L’eau est le nerf du canal de Bourgogne : dénivelé élevé, bief de partage au sommet, sections peu alimentées par les ruisseaux (surtout Rougemont→Pouilly, 64 km).[S008]

Durant toute la phase commerciale, le manque d’eau reste une préoccupation constante ; la navigation pouvait être interrompue plusieurs mois par an.[S008][S012]

Trois sections (Galliot, 1911)

  1. La Roche → Rougemont (~94 km) : canal « latéral » à l’Armançon ; prises d’eau + réservoir de Pont-et-Massène.[S008]
  2. Rougemont → Pouilly (~64 km) : dépendance critique aux réservoirs de partage.[S008]
  3. Versant Saône : prises dans l’Ouche.[S008]

Réservoirs

Structure type : digue maçonnée, évacuateur de crue, décharge de fond, tour de prise d’eau.[S008]

Réservoir Position vs partage Mise en service Notes
Chazilly, Tillot, Grosbois, Cercey Au-dessus Tillot/Cercey/Panthier dès 1835 ; Grosbois/Chazilly 1838 Rigoles vers bassins Pouilly / Escommes (sauf Tillot)[S008]
Panthier En-dessous (versant Saône) Adjudication 1830 ; service ~1835–1836 ; agrandi 1866–1873 Digue terre >1,1 km ; livraison via rigole des Bordes au bief 10S (Vandenesse) — pas Yonne[S082][S084] ; détail ../lieux/lac-panthier.md
Pont-et-Massène Via Armançon Construit 1878–1883 Multi-usages : canal, régulation, eau potable Semur ; parc paysager[S008]

Panthier (approfondissement) [S082][S084][S086]

  • Projet Bonnetat ; entrepreneur Leblanc (15 déc. 1830) ; mise en eau 1836.
  • Agrandissement Henri Bazin : exhaussement digue 7,60 → 13,60 m ; digue de ceinture ~1 200 m ; réservoir vidé 1870–72, remis en eau 1873.
  • Capacité inventaire 8,05 M m³ ; VNF à cote RN : 7,57 M m³ / 105 ha — [DIV] léger vs WP « 9 M / 130 ha ».
  • Remplissage : ruisseau de Panthier + rigole Montoillot +, depuis 1910–1911, rigole des excédents du bief de partage (Vérot).
  • Région BFC (2026) : fournirait ~80 % de l’eau du versant Saône (Pouilly→Saint-Jean-de-Losne) — chiffre communication institutionnelle [UNI] à croiser.[S086]
  • Mai 2026 : chantier VNF modernisation (~15 M€ ; nouvel évacuateur de crues ; retour cote historique) — utile pour ch. 16.[S086]

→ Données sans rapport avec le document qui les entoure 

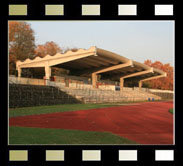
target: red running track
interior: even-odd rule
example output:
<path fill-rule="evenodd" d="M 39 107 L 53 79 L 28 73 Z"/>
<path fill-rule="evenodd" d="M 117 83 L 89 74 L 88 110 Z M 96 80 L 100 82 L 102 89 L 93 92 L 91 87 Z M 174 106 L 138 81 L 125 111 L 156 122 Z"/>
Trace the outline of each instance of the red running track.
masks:
<path fill-rule="evenodd" d="M 139 144 L 173 144 L 173 102 L 145 102 L 10 118 L 10 126 L 107 131 Z"/>

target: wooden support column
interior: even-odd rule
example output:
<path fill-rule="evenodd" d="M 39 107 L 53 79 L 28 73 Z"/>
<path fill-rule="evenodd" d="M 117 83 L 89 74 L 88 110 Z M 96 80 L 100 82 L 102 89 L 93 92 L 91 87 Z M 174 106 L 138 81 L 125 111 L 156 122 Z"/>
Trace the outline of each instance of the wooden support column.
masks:
<path fill-rule="evenodd" d="M 49 80 L 51 76 L 51 67 L 46 65 L 45 66 L 45 79 Z"/>
<path fill-rule="evenodd" d="M 120 78 L 120 90 L 122 90 L 124 87 L 124 79 Z"/>
<path fill-rule="evenodd" d="M 22 69 L 18 67 L 18 77 L 21 77 Z"/>
<path fill-rule="evenodd" d="M 97 74 L 96 73 L 92 73 L 92 86 L 93 86 L 93 88 L 97 87 Z"/>
<path fill-rule="evenodd" d="M 139 90 L 142 88 L 142 81 L 139 81 Z"/>

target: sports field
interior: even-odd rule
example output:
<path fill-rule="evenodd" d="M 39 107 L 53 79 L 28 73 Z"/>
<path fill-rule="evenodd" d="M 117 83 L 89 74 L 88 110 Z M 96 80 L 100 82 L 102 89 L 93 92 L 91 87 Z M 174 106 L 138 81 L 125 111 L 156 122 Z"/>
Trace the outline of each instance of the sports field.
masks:
<path fill-rule="evenodd" d="M 173 144 L 173 102 L 11 109 L 9 144 Z"/>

Grosbois (approfondissement inventaire) [S068]

  • Conception Bonnetat + Lacordaire ; chantier 1830–1838 ; vallée de la Brenne.
  • Digue maçonnerie ~550 m ; contreforts +7 (1840) puis +2 (1852).
  • Hauteur de retenue : 22,50 m à l’origine → réduite à 19,50 m en 1895 (suite catastrophe Bouzey, Vosges, 87 morts).
  • Contre-réservoir 1900–1905 (Galliot / Cléry) ; consolidations 1922–24, 1948.
  • Maison de garde : projet Alexandre Collin, 2 janv. 1841.
  • Rigole vers port de Pouilly : ~14 km dont souterrain Soussey ~3,6 km.[S068]
  • Volumes inventaire : réservoir 222 000 m³ ; contre-réservoir 828 000 m³ — très inférieurs aux 8,6 M m³ Wikipedia [S030] → tag [DIV] / probable erreur d’une des deux sources ; ne pas trancher sans Legros / Bordes [S081].

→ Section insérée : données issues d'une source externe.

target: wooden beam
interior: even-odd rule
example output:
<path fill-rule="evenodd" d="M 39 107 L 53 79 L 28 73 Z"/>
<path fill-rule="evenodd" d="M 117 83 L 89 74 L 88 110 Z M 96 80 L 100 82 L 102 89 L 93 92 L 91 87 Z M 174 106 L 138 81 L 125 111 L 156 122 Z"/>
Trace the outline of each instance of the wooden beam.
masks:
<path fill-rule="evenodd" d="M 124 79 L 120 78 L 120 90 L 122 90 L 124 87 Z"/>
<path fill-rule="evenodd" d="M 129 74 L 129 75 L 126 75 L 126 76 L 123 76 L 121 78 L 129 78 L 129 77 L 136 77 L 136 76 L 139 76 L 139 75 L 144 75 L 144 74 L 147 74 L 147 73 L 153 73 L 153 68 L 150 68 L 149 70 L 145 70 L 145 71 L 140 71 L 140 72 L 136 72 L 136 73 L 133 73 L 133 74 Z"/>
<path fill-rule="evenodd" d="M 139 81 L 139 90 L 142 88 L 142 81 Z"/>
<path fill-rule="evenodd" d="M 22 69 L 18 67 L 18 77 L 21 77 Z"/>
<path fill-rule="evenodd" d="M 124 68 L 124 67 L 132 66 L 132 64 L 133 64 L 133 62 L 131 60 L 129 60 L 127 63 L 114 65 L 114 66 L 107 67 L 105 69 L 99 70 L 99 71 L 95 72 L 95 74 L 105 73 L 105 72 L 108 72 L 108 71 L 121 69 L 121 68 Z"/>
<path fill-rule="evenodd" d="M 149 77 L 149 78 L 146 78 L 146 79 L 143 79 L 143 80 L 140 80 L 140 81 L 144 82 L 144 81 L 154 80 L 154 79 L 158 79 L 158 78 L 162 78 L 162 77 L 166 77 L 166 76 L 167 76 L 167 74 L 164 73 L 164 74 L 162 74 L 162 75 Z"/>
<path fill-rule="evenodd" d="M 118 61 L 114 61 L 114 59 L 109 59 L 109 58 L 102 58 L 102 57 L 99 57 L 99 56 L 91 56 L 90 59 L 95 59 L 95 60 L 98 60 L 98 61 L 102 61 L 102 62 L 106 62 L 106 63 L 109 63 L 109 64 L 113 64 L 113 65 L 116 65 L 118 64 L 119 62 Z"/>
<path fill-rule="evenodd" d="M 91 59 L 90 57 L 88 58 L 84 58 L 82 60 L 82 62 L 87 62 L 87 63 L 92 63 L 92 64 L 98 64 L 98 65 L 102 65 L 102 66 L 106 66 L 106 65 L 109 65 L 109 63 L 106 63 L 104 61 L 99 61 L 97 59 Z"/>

Contre-réservoir + extension déjà notés [S008].

Prise d’eau dans la Saône (1897) + usine hydroélectrique / pompes (décision 3 juil. 1913) pour les 3 derniers biefs Saône (perméabilité).[S008]

Réseaux

  • ~30 réseaux hydrauliques (aqueduc, vanne, déversoir, rigole…).[S004][S008]
  • 25 rigoles d’alimentation stricto sensu (16 prises rivières, 4 remplissage réservoirs, 4 depuis réservoirs).[S008]
  • 29 déversoirs repérés.[S008]

Rôle territorial : régulation des rivières, lissage de crues, débit plus régulier pour usines riveraines.[S004][S008]

Projets non réalisés

Sept réservoirs supplémentaires envisagés (années 1870–1930), tous en Côte-d’Or — non construits.[S008]
Agrandissement Tillot étudié puis abandonné.[S008]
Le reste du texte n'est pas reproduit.